In the Global Innovation 1000 Study, Amazon leads R&D spending with investment of $16.1 billion in 2017 followed by Alphabet at $13.9 billion, Intel at $12.7 billion and Samsung Electronics at $12.7 billion.
The annual worldwide R&D spending breaks through $700 billion for the top 1,000 corporate R&D spenders for first time according to an annual analysis of R&D spending across 1000 global public companies by PwC’s Strategy&. The study shows corporate R&D spending increased a steady 3 per cent in the past year, bouncing back from less than 1 per cent increase previously.
Overall, Software & Internet industry companies continue to increase their year-on-year R&D spending and the analysis shows that by 2018, healthcare and biotech companies will surpass computing & electronics to become the largest industry in terms of R&D spending – the first time in 12 years of analysis.
R&D spending by companies based in China declined for the first time and for Japan it has increased in Japan for first time in 4 years, and continued to grow moderately in North America.

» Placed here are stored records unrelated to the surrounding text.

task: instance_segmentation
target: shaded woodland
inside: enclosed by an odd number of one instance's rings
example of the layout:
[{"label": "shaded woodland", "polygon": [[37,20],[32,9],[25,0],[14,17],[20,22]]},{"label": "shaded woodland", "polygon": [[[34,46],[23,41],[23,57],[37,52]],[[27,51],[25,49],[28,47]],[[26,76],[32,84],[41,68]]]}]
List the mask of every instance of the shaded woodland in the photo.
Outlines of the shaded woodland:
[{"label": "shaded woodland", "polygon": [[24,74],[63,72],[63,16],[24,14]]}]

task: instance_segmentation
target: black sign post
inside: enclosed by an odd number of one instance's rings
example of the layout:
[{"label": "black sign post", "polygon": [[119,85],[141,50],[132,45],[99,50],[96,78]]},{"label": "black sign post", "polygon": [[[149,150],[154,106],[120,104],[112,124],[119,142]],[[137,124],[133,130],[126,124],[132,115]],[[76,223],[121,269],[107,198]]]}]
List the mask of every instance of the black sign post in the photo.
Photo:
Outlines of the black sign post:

R&D spending by China-based companies declined by 3.3 per cent — the first decrease since we created the Global Innovation 1000 in 2005. Together, these trends make the country particularly vulnerable to disruptions of R&D investment that may come from abroad.
ICT & E-Comm Companies in 2017 Global Innovation 1000 Study
Rank – Company – 2017 R&D Expenditure ($ bn)
- Amazon – 16.1
- Alphabet – 13.9
- Intel – 12.7
- Samsung Electronics – 12.7
- Microsoft – 12.0
- Apple – 10.0
- Oracle – 6.8
- Cisco – 6.3
- Facebook – 5.9
- IBM – 5.8
Source: 2017 Global Innovation 1000 Study
However, in a global survey with 562 executive participants, R&D leaders expressed concerns about the growing heat of rhetoric about economic nationalism – and its potential impact on where companies invest in R&D how they conduct innovation.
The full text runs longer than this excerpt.